If a product development process touches all of the following simultaneously, it tends to concentrate risk:

• barrier manufactured to match Claim 1 and Claim 21 (structure + properties)
• reservoir drug loaded and sealed by polymerizing a monomer plug to satisfy the equilibrium water content relation (Claim 8/26)
• device shaped and finished to satisfy oval and smooth/unscored constraints (Claim 21/26)
• implantation done via perforation with hollow needle or kit ejection mechanism (Claim 36/41-42)

Key Takeaways

• US 5,292,515’s main claim thread ties centrifugally cast uniform-wall hydrophilic hydrogels/xerogels to sustained drug release as a rate-limiting barrier.
• The seal is structurally and materially defined by a water-content gradient: the sealant plug equilibrium water content must exceed the cartridge’s (Claims 8 and 26).
• The patent constrains device geometry to oval ends and requires smooth internal/external cylindrical surfaces with uniform wall thickness (Claims 21 and 26).
• Dependent claims add specific chemistry and initiation (UV + benzoin methyl ether) and allow monomer mixtures with pore-formers (Claim 20).
• The claim set extends beyond polymer and device structure into implantation-by-perforation mechanics (Claim 36) and a defined kit delivery mechanism (Claims 41-42).

FAQs

1) Is US 5,292,515 limited to a specific polymer chemistry?
No. The independent process claim (Claim 1) covers “at least one polymerizable hydrophilic liquid monomer.” A specific polymer is named in Claim 24 as 2-hydroxyethyl methacrylate.

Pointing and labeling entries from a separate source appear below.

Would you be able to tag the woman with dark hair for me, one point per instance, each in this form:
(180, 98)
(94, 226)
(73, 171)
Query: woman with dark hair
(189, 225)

2) What is the most distinctive technical limitation across the device claims?
The sealant plug’s equilibrium water content must be greater than that of the cartridge (Claims 8 and 26).

3) Does the patent require the cartridge to be hydrated?
It covers both xerogel and hydrogel states (Claims 6-7, 17-19, 22-23, 29-30), and dependent claims specify hydrated/equilibrium water content states.

4) Do the claims cover implantation procedures and not only polymer structures?
Yes. Claim 36 covers implantation using a hollow needle and perforation, and Claims 41-42 cover a kit with defined ejection mechanics.

5) Do the claims cover macromolecular drug payloads like proteins?
Yes. Dependent claims identify macromolecular compositions up to about 25,000+ MW, including native and recombinant proteins, and examples like LHRH and growth hormone/GHRH polypeptides.

References (APA)

[1] United States Patent and Trademark Office. (n.d.). US Patent 5,292,515.